= Alexandra Lethbridge =

Photographer

Alexandra Lethbridge (born 1987) is a Hong Kong-born conceptual artist working with photography and installation, living in the UK. She self-published The Meteorite Hunter in 2014, work from which was exhibited at The Photographers' Gallery in London. The Path of an Honest Man was exhibited at Format Festival in Derby and work from Other Ways of Knowing exhibited at The Lumiere Brothers Center for Photography in Moscow.

==Early life and education==
Lethbridge was born in Hong Kong. She studied at Winchester School of Art at the University of Southampton in the UK, and at the International Center of Photography in New York City. She earned a Masters in Photography from the University of Brighton in the UK.

==Work==
"By leaving out information, changing the scale of an image or altering colours, Lethbridge's photos make the viewer pause to wonder what exactly is going on."

The Meteorite Hunter "is an investigation into meteorites and the illusory realms they represent." "Meteorite hunters search for treasures from space, pushing aside the terrestrial in a quest for the alien. Alexandra Lethbridge sees their work as a metaphor for how people are too often chasing the exotic at the expense of the familiar. [. . . ] The photo book documents the work of a fictional meteorite prospector and the stunning otherworldly locales her objects come from. [. . . ] But here's the twist. The pictures depict the wonders of earth and space, but you don't know what's what."

Other Ways of Knowing "explores the notions of surprise and beguilement, creating a fantastical history that raises fascinating questions around how our perceptions can be guided, manipulated and fooled." "Lethbridge makes us think about the reliability of photography itself."

The Path of an Honest Man "looks at the misaligment between communication and understanding". The Archive of Gesture "utilises found images, still life photography and digital interventions to explore the role of gesture in communication".

==Publications==
===Books of work by Lethbridge===
- The Meteorite Hunter. Self-published, 2014.
  - Second edition. Self-published, 2014. ISBN 978-0993139413.
  - Third edition. Self-published, 2015. Edition of 150 copies. ISBN 978-0-9931394-2-0.

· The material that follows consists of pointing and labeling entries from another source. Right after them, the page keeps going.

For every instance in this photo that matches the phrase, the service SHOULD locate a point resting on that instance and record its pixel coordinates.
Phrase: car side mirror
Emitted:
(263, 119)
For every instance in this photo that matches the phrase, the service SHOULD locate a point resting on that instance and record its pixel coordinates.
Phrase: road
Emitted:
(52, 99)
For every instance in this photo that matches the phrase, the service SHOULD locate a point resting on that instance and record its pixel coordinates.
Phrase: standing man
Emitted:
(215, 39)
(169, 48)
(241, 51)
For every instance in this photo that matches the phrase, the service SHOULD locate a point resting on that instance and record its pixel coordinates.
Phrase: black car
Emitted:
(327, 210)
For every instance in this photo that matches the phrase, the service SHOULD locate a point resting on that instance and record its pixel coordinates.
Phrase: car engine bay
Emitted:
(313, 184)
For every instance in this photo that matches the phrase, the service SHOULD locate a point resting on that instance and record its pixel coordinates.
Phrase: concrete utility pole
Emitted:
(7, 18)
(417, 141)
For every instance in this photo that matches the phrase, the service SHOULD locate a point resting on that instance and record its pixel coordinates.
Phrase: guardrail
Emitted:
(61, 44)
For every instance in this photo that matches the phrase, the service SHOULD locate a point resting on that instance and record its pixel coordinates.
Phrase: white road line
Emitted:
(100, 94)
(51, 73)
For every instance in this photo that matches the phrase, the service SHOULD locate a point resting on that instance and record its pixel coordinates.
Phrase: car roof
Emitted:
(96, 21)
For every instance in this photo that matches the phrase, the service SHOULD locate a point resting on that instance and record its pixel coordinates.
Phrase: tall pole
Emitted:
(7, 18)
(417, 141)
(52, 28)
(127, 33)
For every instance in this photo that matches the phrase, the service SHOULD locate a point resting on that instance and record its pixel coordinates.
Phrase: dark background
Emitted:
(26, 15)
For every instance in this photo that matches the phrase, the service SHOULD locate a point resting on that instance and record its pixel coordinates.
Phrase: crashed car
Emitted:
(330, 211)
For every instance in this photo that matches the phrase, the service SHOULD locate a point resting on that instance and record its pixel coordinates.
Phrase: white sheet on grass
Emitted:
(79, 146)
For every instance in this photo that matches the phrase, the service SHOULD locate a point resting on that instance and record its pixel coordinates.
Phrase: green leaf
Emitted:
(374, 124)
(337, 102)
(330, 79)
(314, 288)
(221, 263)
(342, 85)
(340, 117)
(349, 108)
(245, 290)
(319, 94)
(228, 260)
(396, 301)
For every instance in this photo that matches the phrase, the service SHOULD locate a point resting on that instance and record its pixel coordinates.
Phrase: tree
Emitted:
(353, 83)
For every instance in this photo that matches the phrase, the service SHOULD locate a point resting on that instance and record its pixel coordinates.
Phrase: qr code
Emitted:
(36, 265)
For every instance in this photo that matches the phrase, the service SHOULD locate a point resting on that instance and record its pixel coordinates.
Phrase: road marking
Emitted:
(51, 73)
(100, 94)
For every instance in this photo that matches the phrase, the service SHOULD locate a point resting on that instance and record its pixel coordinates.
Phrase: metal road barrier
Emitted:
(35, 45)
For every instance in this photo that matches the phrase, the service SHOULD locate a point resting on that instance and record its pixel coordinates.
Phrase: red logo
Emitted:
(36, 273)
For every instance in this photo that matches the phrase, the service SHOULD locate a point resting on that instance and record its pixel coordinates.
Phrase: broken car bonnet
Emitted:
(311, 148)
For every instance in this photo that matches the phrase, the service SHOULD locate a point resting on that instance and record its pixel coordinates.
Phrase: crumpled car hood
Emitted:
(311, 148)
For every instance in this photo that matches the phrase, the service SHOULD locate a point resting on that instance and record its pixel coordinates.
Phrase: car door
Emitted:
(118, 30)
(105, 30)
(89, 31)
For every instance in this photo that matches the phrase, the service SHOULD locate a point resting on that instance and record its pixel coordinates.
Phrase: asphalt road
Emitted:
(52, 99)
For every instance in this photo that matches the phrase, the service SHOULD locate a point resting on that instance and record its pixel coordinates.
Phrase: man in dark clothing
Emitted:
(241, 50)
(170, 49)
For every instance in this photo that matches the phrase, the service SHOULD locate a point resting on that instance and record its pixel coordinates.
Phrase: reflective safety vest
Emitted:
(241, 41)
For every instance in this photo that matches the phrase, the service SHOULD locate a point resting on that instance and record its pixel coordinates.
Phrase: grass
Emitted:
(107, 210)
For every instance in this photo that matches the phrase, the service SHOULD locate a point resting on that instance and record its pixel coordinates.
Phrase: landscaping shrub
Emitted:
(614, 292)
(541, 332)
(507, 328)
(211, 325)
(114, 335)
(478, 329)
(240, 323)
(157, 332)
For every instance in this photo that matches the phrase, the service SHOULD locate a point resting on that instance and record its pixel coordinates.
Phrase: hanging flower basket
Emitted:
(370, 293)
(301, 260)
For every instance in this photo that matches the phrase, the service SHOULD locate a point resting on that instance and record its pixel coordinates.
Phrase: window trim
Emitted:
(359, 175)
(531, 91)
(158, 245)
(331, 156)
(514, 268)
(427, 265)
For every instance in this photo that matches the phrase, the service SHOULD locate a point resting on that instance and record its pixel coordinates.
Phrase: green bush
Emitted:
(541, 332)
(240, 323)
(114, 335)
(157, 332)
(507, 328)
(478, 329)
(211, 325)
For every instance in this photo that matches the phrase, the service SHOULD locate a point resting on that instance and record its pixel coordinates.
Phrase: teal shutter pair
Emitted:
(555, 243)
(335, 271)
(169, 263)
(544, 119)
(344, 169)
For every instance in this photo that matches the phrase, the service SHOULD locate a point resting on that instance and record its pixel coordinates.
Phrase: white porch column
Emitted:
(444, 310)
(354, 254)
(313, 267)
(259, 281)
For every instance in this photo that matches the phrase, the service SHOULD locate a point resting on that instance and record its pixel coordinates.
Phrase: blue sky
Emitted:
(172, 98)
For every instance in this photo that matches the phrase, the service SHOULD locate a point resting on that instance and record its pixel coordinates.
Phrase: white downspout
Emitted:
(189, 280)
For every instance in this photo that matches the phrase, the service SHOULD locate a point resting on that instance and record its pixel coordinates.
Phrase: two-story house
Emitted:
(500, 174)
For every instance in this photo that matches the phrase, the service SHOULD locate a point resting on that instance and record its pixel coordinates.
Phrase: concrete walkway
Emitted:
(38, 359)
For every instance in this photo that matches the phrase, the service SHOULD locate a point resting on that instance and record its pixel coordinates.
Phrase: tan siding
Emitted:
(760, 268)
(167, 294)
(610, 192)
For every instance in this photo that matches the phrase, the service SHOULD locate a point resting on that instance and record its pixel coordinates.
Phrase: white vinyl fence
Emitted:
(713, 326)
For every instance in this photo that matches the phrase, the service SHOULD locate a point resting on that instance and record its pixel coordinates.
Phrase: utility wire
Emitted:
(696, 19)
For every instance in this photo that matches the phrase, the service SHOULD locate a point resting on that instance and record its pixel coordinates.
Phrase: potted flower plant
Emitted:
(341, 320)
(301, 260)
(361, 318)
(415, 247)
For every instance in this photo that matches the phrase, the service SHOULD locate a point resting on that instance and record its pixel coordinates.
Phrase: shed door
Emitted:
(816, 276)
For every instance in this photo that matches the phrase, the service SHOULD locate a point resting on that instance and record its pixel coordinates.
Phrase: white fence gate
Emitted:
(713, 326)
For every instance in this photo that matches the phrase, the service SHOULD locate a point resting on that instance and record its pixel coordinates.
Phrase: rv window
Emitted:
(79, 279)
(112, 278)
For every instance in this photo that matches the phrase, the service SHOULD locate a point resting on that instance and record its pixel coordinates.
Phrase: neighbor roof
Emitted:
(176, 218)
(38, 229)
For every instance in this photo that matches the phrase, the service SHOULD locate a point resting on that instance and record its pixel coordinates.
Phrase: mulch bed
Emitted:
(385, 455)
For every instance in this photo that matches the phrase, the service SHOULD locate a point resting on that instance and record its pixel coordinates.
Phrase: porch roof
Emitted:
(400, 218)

===Books with contributions by Lethbridge===
- Photography: the Key Concepts. Second, revised edition. Abingdon-on-Thames, Oxfordshire: Routledge. By David Bate. Hardback, 2016. ISBN 9780857854926. Paperback, 2016. ISBN 9781350107953.
- 1000 Words: 10 Years: 2008 – 2018. 1000 Words, 2018. .
- Unique: Making Photographs in the Age of Ubiquity. House of Oktober, 2018. By Katherine Oktober Matthews. ISBN 978-94-93075-01-6.
- 209 Women. Liverpool: Bluecoat, 2019. ISBN 9781908457523.

==Exhibitions==
===Solo exhibitions===
- The Path of an Honest Man, Format Festival, Derby, 2018
- The Construction of Truth, Winchester School of Art, University of Southampton, Southampton, 2020

===Group exhibitions===
- Mythopoesis, University of Brighton, Brighton, September 2014. University of Brighton MA Photography exhibition, included work from The Meteorite Hunter.
- Fresh Faced + Wild Eyed, The Photographers' Gallery, London, May–June 2015. Included work from The Meteorite Hunter.
- ING Unseen Talent Award: the Curator's Choice, The Lumiere Brothers Center for Photography, Moscow. Work by the winner and 5 shortlisted photographers of the ING Unseen Talent Award, included Lethbridge's Other Ways of Knowing.
- 209 Women, Portcullis House, Parliament of the United Kingdom, London, 2018/2019; Open Eye Gallery, Liverpool

==Awards==
- 2015: A winner, Flash Forward: Emerging photographers, Magenta Foundation, Toronto, Canada
- 2017: 1 of 5 shortlisted, ING Unseen Talent Award, from ING Group and Unseen Amsterdam. "Each of the finalists created an artwork for the ING Collection".
- 2017: A winner, Flash Forward: Emerging photographers, Magenta Foundation, Toronto, Canada
- 2021: Winner, Spotlight Award, Belfast Photo Festival, Belfast, UK, for The Archive of Gesture. A £2000 prize.